When we are wounded in childhood, emotionally, physically, psychically the shock is unmeasurable the response devastating and for most to survive it a complex defense system is instantly created. Flash forward to adulthood and if the person hasn't investigated in a safe but in depth way for a prolonged time then the system is pretty much intact. So it makes deconstructing the now outmoded defenses impossible. Hence we are stuck and incapable of changing and growing so in essence a HUGE majority of our population is functioning from a 3 or 5 year olds (a child's) wounded psyche. Being physically mature does not equal emotional or intellectual maturity. Plus this reality of our retarded growth reflects and can be measured by the damage we can wreak on our children. Example damaged people can be extremely narcissistic. With un-investigated wounds, and there is an infinite number of places were our immaturity acts out. Most of us are not lucky, we are walking wounded doing major damage continuing the horrid cycle of abuse. Yet some of us have the inner guidance to get help. I was reading a cover story about a very famous actor whose adult child is about to go to prison for drug trafficking for at least 15 years. The actor blithely explained his guilt at not making the child as he was growing up priority. My first thought was since he also mentioned that this was his story, his dad who is an actor ignored him until he didn't. The moment they reconnected this man was healed or helped. Conversely his own child never got the chance or didn't respond to the opportunity to connect when it was offered. So he deftly dodged the real bullet. He blamed a flawed child for not getting it like he did. Narcissistic? You bet! It bothered me to no end reading this because although I know this actor means well, he is missing the boat.

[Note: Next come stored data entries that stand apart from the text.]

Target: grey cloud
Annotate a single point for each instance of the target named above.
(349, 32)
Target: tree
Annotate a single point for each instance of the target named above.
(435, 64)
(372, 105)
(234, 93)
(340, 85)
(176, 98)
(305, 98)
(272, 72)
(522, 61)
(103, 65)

I feel he isn't even touching what is this enormous opportunity for him to investigate HIS real wounds and HIS true involvement with his tragically soon to be incarcerated adult child.
Are you with me?
I heard another devastating story about another power couple who now have grown children who are in and out of prison. This same couple refuse or maybe cannot correctly see what is indeed the truth about why they and their children are now in hell. Going to prison or probation meetings can't be easy on anyone. Being successful is measured in finances in most of society but I think it should be measured in deeper markers. Like how are our relationships? How many friends do we have? What is the level of mental, emotional health of our relationships within our intimate family? How are the people in the immediate family thriving or not? The fact that Hollywood and the rest of global society measures wealth as true markers of success is shallow and wrong. Health measured in fiscal or monetary levels misses the point or is one small fraction of the picture. I reckon since it is an icky, hard but worthy journey therapy and or spiritual questing that most don't do it. Or worse don't know they can do it and maybe should. Yet if we all were made to take a test before breeding to measure our readiness to have children. If we were encouraged as adults to really investigate and understand whether we were fully mature? It would head off a lot of grief. I think religion was designed in its highest form to help with this accountability but it has failed. No, I think spirituality and psychology melded together is the closest we can come to getting clear about out personal responses and therefore our damage and the design of our coping structures. Reading this article about the famous yet failed father, I realized that it's most of us. We will fail as parents if we don't/cannot allow maturity within ourselves first. The buck starts here.
We must get inside and face our demons and not judge or feel shame or be scared and hello? Those wounds, those ugly (so we think) demons are always there, the never go away. Then for most of us as we age we get better at lying to ourselves. All of the hardship is good, this is grace because if we didn't have to maintain vigilance on our journey called life to be a whole compassionate person then I think life becomes boring and monochromatic and that is not a life worth living. No a life full of continuous growth both inner and outer makes this dance a lot more interesting and for me...I need interesting.